From the beginning of this story, Sylvie, Grace Reynolds’ impressionable four-year-old daughter “with her daisy dungarees, her wispy pale hair, and her heart-shaped face,” has a coldness of gaze that just can’t be explained. Even as Sylvie is haunted by images of a white house and a cave and a dragon, it is at a party for Lennie, Sylvie’s best friend, where suddenly and unexpectedly there is a terrible commotion. Water is everywhere and dear little Sylvie is screaming, her brittle body wracked with tension and heartache.
Yet again Grace has a curling sense of dread, forced
to apologize to her hesitant girlfriend Karen, who has up until now welcomed her into her life. Embarrassed and appalled, Grace flees with Sylvie from Karen’s “ordered universe,” her world of the tidy house where everything matches and fits. Sylvie’s outbursts, her sadness, crying, and strange phobia of water
are mysterious at best. More puzzling is a house that she draws over and over with a blue border, the doors and windows always just the same.

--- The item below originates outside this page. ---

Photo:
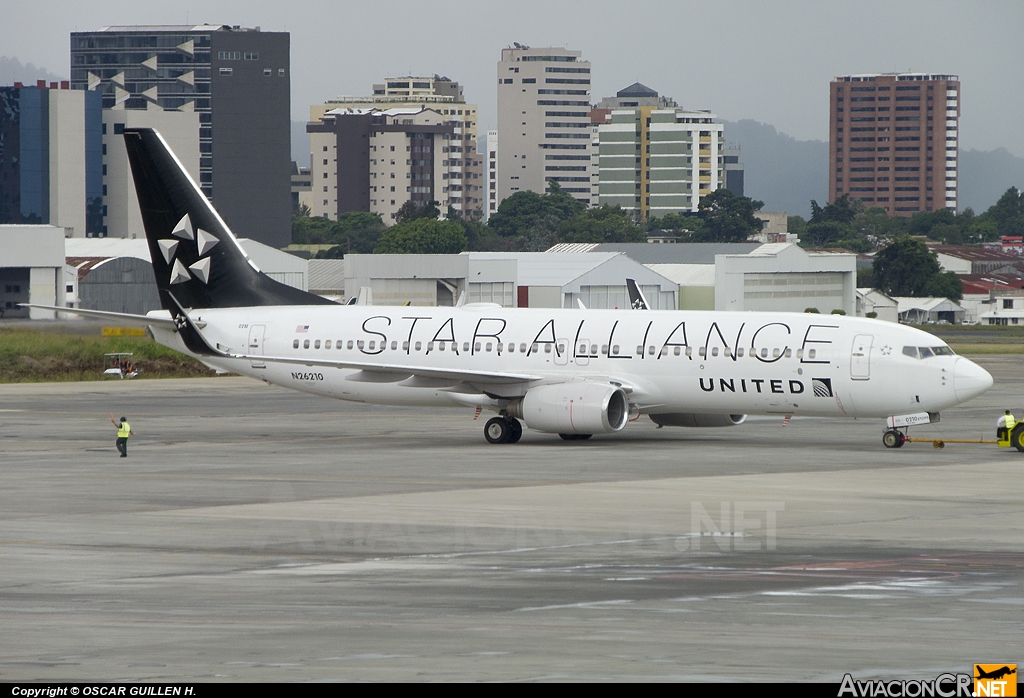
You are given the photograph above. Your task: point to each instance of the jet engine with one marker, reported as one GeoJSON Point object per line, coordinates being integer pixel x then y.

There’s a constant sense that something about Sylvie is utterly beyond Grace. Dominic, Sylvie’s father, is gone from the scene, unwilling to acknowledge his infant daughter, more concerned with the welfare of his own family than Grace, whom he accidentally got pregnant when she was only eighteen. While Dominic continues to “dance at the margins of her mind,” Grace goes home to her cold flat in central London. Her days are spent working in a flower shop with her compassionate boss, Lavinia, her “willow wands and patchwork scraps of fabric” gently reaffirming to Grace that as her mother only she knows what’s right for Sylvie.
But Grace is desperate. Sylvie’s outbursts are multiplying this sense of restriction, of walls that press in whichever way Grace turns.
There’s the surging frustration, the sense of this life unfolding before her, an unraveling of everything she’s tried to knit together
- “The patching up and making do.”
Grace realizes that she has to do something when the stern and distant Mrs. Pace-Barden, the manager of the local nursery school, tells Grace the staff just can’t control Sylvie’s temper tantrums. Surprisingly, an answer comes in the form of a newspaper article, with stories of ghosts and Dr. Adam Winters, who investigates the spiritual link between past lives and psychic phenomenon
and haunted by an accident that caused the death of his brother.
As Grace finally recounts a sad confession to Adam - “it’s like Sylvie’s slipping away from me. It’s like she doesn’t see me or recognize me”
- they are compelled to travel with Sylvie to the small seaside Irish village of Coldharbour to look for answers and perhaps a hint of meaning. Adam wants to find a way of living with his brother’s death, while Grace tries find a measure of comfort among the townsfolk
along with some sort of explanation for her daughter’s extraordinary visions. While Sylvie seems to elude Grace,
the girl’s almost spiritual connection to the sudden disappearance of Alice Murphy and her daughter Jessica tie the threads of this multi-layered plot together.
Leroy’s mellifluous prose perfectly captures the downhearted struggles of Grace and the deep interiors of Sylvie’s mind, which in turn burn at the heart of this melancholy mystery. The author plunges us from the dark days of London with its raw, searching wind, “its smells of smoke and petrol fumes,” on to the vast landscapes of Coldharbour with
its lobster boats, “the salt wind and the jetty, the sense of space.” Grace pours out all of her
pent-up frustrations and Sylvie her accumulated emotions, the shattered perceptions of a past life, in language so evocative that so much air, all the vastness of the place, the sky, and the sea, become transcendent and life appears tenuous at best.